Newsweek has released its annual list of America’s top high schools, using the same flawed formula as last year. Here’s what I wrote then:
Here is Newsweek’s formula:
“Public schools are ranked according to a ratio devised by Jay Mathews: the number of Advanced Placement and/or International Baccalaureate tests taken by all students at a school in 2004 divided by the number of graduating seniors.”Both parts of this ratio are suspect. In the numerator, they count the number of students who show up for AP/IB tests, not the number who get an acceptable score. Schools that require their students to take AP/IB tests will do well on this factor, regardless of how poorly they educate their students. In the denominator is the number of students who graduate.
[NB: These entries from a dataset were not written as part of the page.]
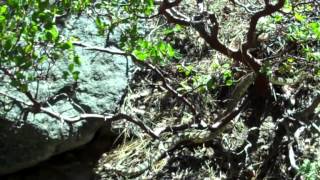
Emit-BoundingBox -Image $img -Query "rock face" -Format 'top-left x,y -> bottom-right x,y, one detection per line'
0,16 -> 134,175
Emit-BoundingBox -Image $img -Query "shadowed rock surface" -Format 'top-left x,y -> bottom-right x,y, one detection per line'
0,15 -> 133,175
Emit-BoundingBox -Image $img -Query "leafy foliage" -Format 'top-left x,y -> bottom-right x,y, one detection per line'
0,0 -> 90,92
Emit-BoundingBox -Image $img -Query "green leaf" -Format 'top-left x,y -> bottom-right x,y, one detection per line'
62,71 -> 69,79
72,71 -> 80,80
0,5 -> 8,14
68,63 -> 74,72
73,56 -> 81,65
133,50 -> 149,61
167,44 -> 175,58
46,25 -> 59,42
61,41 -> 73,50
226,79 -> 233,86
294,13 -> 306,22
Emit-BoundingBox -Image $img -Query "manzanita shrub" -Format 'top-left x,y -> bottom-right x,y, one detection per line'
0,0 -> 91,92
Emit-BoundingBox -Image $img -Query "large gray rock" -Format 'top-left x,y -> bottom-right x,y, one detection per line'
0,16 -> 133,175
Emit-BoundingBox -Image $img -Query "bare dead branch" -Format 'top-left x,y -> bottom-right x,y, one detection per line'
0,92 -> 158,138
243,0 -> 285,48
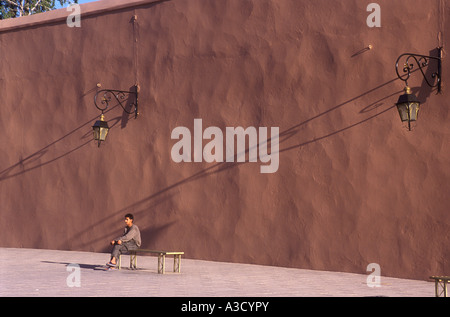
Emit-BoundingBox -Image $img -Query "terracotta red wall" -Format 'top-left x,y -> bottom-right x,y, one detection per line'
0,0 -> 450,279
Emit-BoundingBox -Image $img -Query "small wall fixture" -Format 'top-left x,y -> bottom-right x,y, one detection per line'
395,47 -> 442,131
92,84 -> 139,147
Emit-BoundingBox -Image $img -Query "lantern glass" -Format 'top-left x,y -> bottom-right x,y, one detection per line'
92,114 -> 109,146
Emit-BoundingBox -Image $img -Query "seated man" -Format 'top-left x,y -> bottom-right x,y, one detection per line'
106,214 -> 141,267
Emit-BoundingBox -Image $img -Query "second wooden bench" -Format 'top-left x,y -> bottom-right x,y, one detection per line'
118,249 -> 184,274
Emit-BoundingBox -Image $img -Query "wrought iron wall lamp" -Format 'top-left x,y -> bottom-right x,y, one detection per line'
395,47 -> 442,131
92,84 -> 139,147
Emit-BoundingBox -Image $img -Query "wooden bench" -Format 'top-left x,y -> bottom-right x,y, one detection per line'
118,249 -> 184,274
430,276 -> 450,297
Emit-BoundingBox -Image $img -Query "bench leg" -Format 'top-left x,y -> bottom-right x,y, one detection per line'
158,254 -> 166,274
130,252 -> 137,270
434,280 -> 447,297
173,254 -> 181,273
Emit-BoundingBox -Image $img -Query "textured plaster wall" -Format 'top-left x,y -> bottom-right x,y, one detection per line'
0,0 -> 450,279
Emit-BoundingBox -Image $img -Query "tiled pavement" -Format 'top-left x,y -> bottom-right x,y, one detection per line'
0,248 -> 434,297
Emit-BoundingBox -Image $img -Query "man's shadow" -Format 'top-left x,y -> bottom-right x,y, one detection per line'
41,261 -> 106,271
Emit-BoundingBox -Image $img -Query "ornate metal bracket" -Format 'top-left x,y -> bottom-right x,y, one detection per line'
395,47 -> 442,93
94,85 -> 139,118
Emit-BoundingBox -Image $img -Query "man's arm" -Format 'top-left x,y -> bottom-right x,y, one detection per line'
116,226 -> 139,242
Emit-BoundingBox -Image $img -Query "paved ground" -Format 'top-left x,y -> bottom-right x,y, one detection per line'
0,248 -> 434,297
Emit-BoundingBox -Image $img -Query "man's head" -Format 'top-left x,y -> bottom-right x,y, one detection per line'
125,214 -> 134,227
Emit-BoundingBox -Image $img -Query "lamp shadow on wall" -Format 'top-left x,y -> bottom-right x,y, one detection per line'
0,88 -> 138,182
83,79 -> 408,249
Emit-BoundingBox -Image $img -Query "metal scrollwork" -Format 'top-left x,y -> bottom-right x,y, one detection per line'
395,48 -> 442,92
94,86 -> 139,118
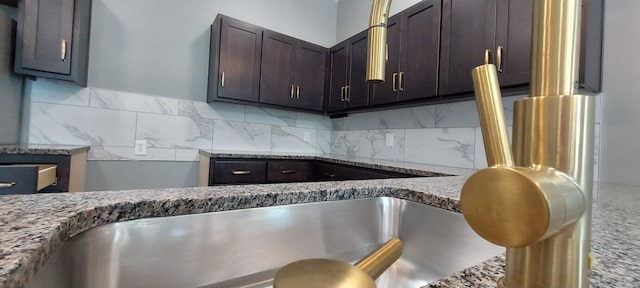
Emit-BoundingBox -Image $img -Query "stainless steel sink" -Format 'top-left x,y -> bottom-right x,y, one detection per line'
27,198 -> 504,288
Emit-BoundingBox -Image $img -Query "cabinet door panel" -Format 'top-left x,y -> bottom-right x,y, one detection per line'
294,41 -> 327,111
494,0 -> 533,87
369,17 -> 401,105
439,0 -> 496,96
260,31 -> 296,106
346,31 -> 370,108
398,0 -> 441,101
327,41 -> 349,112
219,18 -> 262,102
22,0 -> 74,74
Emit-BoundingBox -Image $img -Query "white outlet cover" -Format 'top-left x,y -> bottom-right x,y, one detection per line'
133,140 -> 147,156
385,133 -> 393,147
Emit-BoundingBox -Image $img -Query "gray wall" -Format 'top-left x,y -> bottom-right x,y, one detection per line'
0,10 -> 22,145
600,0 -> 640,184
89,0 -> 336,101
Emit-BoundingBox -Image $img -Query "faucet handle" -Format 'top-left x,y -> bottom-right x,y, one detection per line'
471,64 -> 513,167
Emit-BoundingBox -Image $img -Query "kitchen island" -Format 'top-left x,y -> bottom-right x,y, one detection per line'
0,157 -> 640,287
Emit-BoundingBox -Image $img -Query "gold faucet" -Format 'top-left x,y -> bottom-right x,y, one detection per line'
367,0 -> 595,288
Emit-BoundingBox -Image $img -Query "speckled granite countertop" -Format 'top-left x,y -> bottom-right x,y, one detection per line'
0,162 -> 640,287
0,145 -> 90,155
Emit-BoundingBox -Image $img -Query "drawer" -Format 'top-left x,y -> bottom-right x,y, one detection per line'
209,161 -> 267,184
0,164 -> 57,195
267,161 -> 313,183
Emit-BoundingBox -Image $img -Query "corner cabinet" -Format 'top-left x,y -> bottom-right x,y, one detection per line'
207,15 -> 262,102
369,0 -> 442,105
260,30 -> 328,111
207,14 -> 328,112
14,0 -> 91,87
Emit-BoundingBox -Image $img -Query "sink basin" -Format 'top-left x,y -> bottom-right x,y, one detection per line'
26,197 -> 504,288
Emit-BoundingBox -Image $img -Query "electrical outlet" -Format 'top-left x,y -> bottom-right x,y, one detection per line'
133,140 -> 147,156
385,133 -> 393,147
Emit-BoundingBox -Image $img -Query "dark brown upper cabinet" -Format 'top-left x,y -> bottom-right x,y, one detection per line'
207,14 -> 262,103
369,0 -> 442,105
327,30 -> 372,112
14,0 -> 91,87
260,30 -> 328,111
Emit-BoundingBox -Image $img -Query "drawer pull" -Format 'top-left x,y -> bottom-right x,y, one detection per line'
0,182 -> 16,188
231,170 -> 251,175
324,172 -> 336,178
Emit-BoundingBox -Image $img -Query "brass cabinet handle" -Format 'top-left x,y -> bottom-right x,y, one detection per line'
324,172 -> 336,178
60,39 -> 67,62
484,49 -> 491,64
231,170 -> 251,175
496,46 -> 504,73
391,73 -> 398,92
0,182 -> 16,188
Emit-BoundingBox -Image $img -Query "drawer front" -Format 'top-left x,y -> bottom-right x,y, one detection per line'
210,161 -> 267,184
267,161 -> 313,183
0,166 -> 38,195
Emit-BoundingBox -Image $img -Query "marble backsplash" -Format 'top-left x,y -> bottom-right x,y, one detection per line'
26,79 -> 331,161
331,96 -> 601,180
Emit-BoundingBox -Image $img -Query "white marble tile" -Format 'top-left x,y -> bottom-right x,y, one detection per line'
404,128 -> 475,168
331,131 -> 360,157
316,130 -> 331,154
90,88 -> 178,115
245,106 -> 297,127
136,113 -> 213,149
176,149 -> 200,162
359,129 -> 405,161
29,103 -> 136,146
26,78 -> 89,106
271,126 -> 317,153
213,120 -> 271,151
380,105 -> 436,129
178,100 -> 245,122
296,112 -> 331,130
88,146 -> 176,161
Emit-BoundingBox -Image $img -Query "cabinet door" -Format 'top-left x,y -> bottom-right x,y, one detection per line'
294,41 -> 327,111
18,0 -> 74,74
218,17 -> 262,102
260,30 -> 296,106
398,0 -> 442,101
327,41 -> 349,112
493,0 -> 533,87
439,0 -> 496,96
345,31 -> 370,108
365,16 -> 401,105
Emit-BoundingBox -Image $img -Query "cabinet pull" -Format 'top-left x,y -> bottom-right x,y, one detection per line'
496,46 -> 504,73
344,85 -> 351,103
60,39 -> 67,62
391,73 -> 398,92
0,182 -> 16,188
231,170 -> 251,175
484,49 -> 491,65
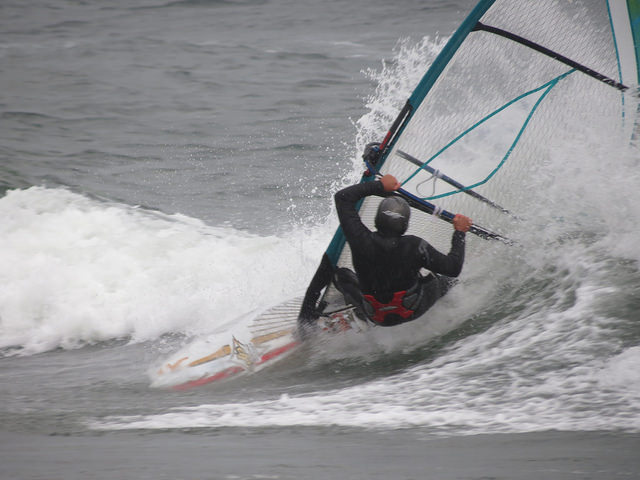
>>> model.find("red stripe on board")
[171,367,244,390]
[258,341,300,364]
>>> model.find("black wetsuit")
[334,181,465,326]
That’s right — every student who graduates lowers the school’s rating.
To see the problems with Newsweek’s formula, let’s consider a hypothetical school, Monkey High, where all of the students are monkeys. As principal of Monkey High, I require my students to take at least one AP test. (Attendance is enforced by zookeepers.) The monkeys do terribly on the test, but Newsweek gives them credit for showing up anyway. My monkey students don’t learn enough to earn a high school diploma — not to mention their behavioral problems — so I flunk them all out. Monkey High gets an infinite score on the Newsweek formula: many AP tests taken, divided by zero graduates. It’s the best high school in the universe!
[Note to math geeks annoyed by the division-by-zero: I can let one monkey graduate if that would make you happier.]
Though it didn’t change the formula this year, Newsweek did change which schools are eligible to appear on the list. In the past, schools with selective admission policies were not included, on the theory that they could boost their ratings by cherry-picking the best students. This year, selective schools are eligible, provided that their average SAT score is below 1300 (or their average ACT score is below 27).
This allows me to correct an error in last year’s post. Monkey High, with its selective monkeys-only admission policy, would have been barred from Newsweek’s list last year. But this year it qualifies, thanks to the monkeys’ low SAT scores.
Newsweek helpfully includes a list of selective schools that would have made the list but were barred due to SAT scores. This excluded-schools list is topped by a mind-bending caption:
Newsweek excluded these high performers from the list of Best High Schools because so many of their students score well above average on the SAT and ACT.
(If that doesn’t sound wrong to you, go back and read it again.) The excluded schools include, among others, the famous Thomas Jefferson H.S. for Science and Technology, in northern Virginia. Don’t lose heart, Jefferson teachers – with enough effort you can lower your students’ SAT scores and become one of America’s best high schools.